Que Tom Baxter-Jeff Daniels, se
salga del blanco y negro de la cinta que está protagonizando, para tener un
affaire amoroso con Cecilia en medio del
desconcierto de sus compañeros de reparto y de los atónitos espectadores
de la sala cinematográfica, nadie se lo
espera. Lo extraordinario irrumpiendo en lo cotidiano y en abierto desafío a lo verosímil nos causa asombro y risa al mismo
tiempo. Sin embargo, la originalidad de la idea es mayor en razón directa
a la audacia del cineasta, que no pierde
el tiempo en explicaciones inútiles. No hay racionalidad en el asunto ni
tampoco es necesaria. El sueño, afirma tajante, es parte de la vida. Sólo que
este sueño, como todas las cosas de las que se compone la vida, tiene un final
que no siempre es el más feliz. Ni Tom Baxter puede ser admitido en la
realidad, ni Cecilia en la ficción.
Para Allen las situaciones duras
no están reñidas con el humor. La ambición de Gil Shepherd-Jeff Daniels lo
lleva a no reparar en las ilusiones de Cecilia ni en el ropaje romántico de su
propia creación. Monk (Danny Aiello) se aprovecha de la fragilidad de su mujer
para explotarla y divertirse. Los dos constituyen prototipos de un universo
real, aburrido, feo e intolerante, que contrasta con el excitante y perturbador
mundo de la ficción. Gran parte del humor del film deriva de los contrastes entre
ambos universos. Pero, también hay en la cinta un cierto aire de desilusión y pesimismo, a
pesar de la fascinación final de la protagonista.

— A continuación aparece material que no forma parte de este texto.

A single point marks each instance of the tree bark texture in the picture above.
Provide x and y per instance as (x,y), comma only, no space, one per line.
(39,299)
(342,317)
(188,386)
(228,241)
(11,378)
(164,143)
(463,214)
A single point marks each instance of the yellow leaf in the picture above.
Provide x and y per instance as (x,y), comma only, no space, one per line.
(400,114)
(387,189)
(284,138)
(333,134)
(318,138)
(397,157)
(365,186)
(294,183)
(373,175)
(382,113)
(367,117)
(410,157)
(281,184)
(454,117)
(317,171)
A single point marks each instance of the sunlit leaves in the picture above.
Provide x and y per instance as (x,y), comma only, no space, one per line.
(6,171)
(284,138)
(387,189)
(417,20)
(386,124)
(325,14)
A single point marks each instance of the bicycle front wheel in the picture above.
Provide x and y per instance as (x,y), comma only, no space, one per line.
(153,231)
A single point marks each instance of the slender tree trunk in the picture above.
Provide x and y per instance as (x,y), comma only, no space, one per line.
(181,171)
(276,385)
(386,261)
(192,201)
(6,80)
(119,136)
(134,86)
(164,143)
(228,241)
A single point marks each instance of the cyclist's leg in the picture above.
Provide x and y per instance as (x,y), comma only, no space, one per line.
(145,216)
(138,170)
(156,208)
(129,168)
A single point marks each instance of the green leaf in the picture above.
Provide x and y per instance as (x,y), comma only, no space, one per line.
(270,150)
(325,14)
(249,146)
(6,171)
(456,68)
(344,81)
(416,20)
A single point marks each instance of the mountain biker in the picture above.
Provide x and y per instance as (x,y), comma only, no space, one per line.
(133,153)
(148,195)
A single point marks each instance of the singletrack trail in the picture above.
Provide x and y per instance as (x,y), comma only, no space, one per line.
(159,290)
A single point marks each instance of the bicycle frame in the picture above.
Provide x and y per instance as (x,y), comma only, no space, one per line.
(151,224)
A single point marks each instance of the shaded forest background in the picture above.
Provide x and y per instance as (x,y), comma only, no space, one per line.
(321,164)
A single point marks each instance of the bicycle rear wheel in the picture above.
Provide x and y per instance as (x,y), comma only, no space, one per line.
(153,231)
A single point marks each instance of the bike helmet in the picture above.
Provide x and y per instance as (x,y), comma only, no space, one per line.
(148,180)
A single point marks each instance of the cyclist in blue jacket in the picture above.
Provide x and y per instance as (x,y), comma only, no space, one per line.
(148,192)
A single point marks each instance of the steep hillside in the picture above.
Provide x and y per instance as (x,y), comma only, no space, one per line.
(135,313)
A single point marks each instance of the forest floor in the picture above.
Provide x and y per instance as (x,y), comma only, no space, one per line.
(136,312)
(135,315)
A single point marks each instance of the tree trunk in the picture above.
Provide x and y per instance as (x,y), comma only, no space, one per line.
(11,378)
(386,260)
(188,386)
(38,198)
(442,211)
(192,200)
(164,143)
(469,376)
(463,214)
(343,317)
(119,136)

Y es que la anécdota de esta
película conserva inevitablemente sus aristas violentas. El maltrato a Cecilia
por el marido, el dueño del restaurante y, finalmente, por el actor Tom
Baxter-Jeff Daniels, son estaciones que ella recorre sin esperanza alguna. El
cariño que Allen siente por su personaje no lo libra de estas sucesivas
humillaciones. Lo que sucede es que este cariño, por contradictorio que
parezca, está hecho de altas dosis de ironía, de una casi tácita ternura y,
claro está, de cierta perversidad. La crueldad, en el cine de Allen no está muy
lejana y La Rosa... es un claro
ejemplo de lo que manifestamos. Si hay algún exceso hay que atribuirlo a esa
tremenda capacidad que tiene el cineasta para burlarse de sí mismo, para
afrontar los riesgos de la propia ingenuidad ante un mundo que se revela
insensible y manipulador. No hay que olvidar, finalmente, que sus criaturas
están impregnadas, por lo general, de su propia personalidad. Pasiones y
obsesiones incluidas.
ROGELIO LLANOS Q.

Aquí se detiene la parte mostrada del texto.